I’m kind off track with all of that but it is related because I often find myself feeling guilty when I don’t put the needs of others before my own and then resentful when my own needs fall by the wayside because I’m out taking care of someone else.
Some of what has changed for me with Max being with his dad is that I am trying to refocus my life and look at what my future goals are and can be. My work has become increasingly demanding and though resistant at first, I now find myself happily plugging along and embracing my new career options. This could be a good fit for me, but I won’t know unless I give it my all and sometimes that means working a lot of hours and as a result, by the time my weekends come along, I’m spent and all I want to do is work on my yard and in my garden, bbq w/ my boyfriend and play with my dog. I don’t want to have company, I don’t want to go anywhere, I don’t want to feel like I have to do something after I just spent 50 hours working that week if I don’t’ feel like it. This is when I feel selfish, right here. Like I deserve to just do what I want after working all week and damned whomever can’t appreciate that.
I love a night out with my girls from time to time, I enjoy having folks over for dinner now and then and I have days where being in downtown Boulder, absorbing all the life around me is my idea of a great afternoon. But sometimes, I just need it to be on my terms and I guess I’m not always sure how to graciously let folks know that I am just not that social butterfly I once was and I am pretty content for the most part, just being at home, in my environment, nurturing myself and those closest to me.
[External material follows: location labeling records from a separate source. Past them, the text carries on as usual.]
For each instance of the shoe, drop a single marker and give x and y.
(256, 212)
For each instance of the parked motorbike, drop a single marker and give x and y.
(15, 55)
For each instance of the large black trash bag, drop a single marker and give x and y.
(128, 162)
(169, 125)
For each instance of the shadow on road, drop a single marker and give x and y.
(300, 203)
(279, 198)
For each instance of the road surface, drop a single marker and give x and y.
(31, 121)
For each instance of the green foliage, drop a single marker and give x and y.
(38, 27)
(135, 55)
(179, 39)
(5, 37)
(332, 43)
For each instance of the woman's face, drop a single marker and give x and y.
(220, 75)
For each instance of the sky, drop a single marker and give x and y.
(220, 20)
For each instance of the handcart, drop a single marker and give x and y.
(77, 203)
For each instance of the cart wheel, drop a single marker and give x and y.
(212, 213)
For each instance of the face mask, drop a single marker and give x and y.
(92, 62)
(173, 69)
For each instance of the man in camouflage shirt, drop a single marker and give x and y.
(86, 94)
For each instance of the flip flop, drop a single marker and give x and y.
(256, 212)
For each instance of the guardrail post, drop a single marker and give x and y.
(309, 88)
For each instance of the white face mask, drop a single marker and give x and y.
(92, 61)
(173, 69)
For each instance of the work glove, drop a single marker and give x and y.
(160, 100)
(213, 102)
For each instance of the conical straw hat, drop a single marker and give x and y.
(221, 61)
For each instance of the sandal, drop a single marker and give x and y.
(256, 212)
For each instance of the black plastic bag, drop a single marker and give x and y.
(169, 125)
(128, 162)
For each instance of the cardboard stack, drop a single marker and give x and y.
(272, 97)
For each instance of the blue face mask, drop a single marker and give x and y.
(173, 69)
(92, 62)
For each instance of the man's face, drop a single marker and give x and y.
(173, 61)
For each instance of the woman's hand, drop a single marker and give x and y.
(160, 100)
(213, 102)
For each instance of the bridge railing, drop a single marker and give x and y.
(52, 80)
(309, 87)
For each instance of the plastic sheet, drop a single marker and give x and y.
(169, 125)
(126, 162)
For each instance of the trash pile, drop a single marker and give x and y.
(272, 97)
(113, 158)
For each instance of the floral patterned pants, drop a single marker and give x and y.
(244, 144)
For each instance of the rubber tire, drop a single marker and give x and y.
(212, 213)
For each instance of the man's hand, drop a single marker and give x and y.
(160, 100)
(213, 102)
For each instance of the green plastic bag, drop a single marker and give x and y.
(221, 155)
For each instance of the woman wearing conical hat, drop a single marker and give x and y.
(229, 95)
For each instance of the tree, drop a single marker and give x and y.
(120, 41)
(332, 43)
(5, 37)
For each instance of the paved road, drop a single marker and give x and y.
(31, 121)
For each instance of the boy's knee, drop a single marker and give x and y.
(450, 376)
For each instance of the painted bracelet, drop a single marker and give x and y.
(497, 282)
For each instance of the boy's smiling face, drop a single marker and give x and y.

All I know is that at the end of the day, most of the relationships I have and have had for many years are still the most solid for me and don’t feel overly demanding and I guess those are the ones I’d like to put energy into when I have it. I enjoy meeting new people and if it clicks, right on…but for the most part, I’m pretty settled into my new life at the moment I am loving it and I guess I shouldn’t feel guilty for wanting to nurture that?
The one exception is that every so complicated situation with ma dukes. Especially right now, she really needs me but I find myself feeling REALLY tired sometimes by it all. Resentful almost. I don’t’ know how to manage all of that really, I’m figuring it out as time passes but it’s a good example of my having a difficult time being able to distinguish the difference between selfish-ness and self-preservation. Does it make me a horrible person that sometimes I just don’t care and want to do what I want to do regardless? Maybe, mostly I think it’s me trying to determine healthy boundaries.
I can pinpoint areas in the past where I’ve been totally selfish, my relationship with Max is proof of that in some ways. I’ve let too many people come into my life and totally steal the life right out of me when I should’ve been focusing that life on those who needed it most from me. Perhaps that is another factor here, not wanting to make that mistake again and the fact is, I’m still healing and recovering in some manner from some pretty tough stuff. Much of my energy goes into that healing and I don’t feel guilty about that, not today anyway :)
Not sure if I’ve answered my own question here, lots of random meanderings here I suppose, but I know it’s something on my mind a lot recently and like all things, I’m probably going to be working to balance this issue for the rest of my life.
All for now. peace to you my loved ones.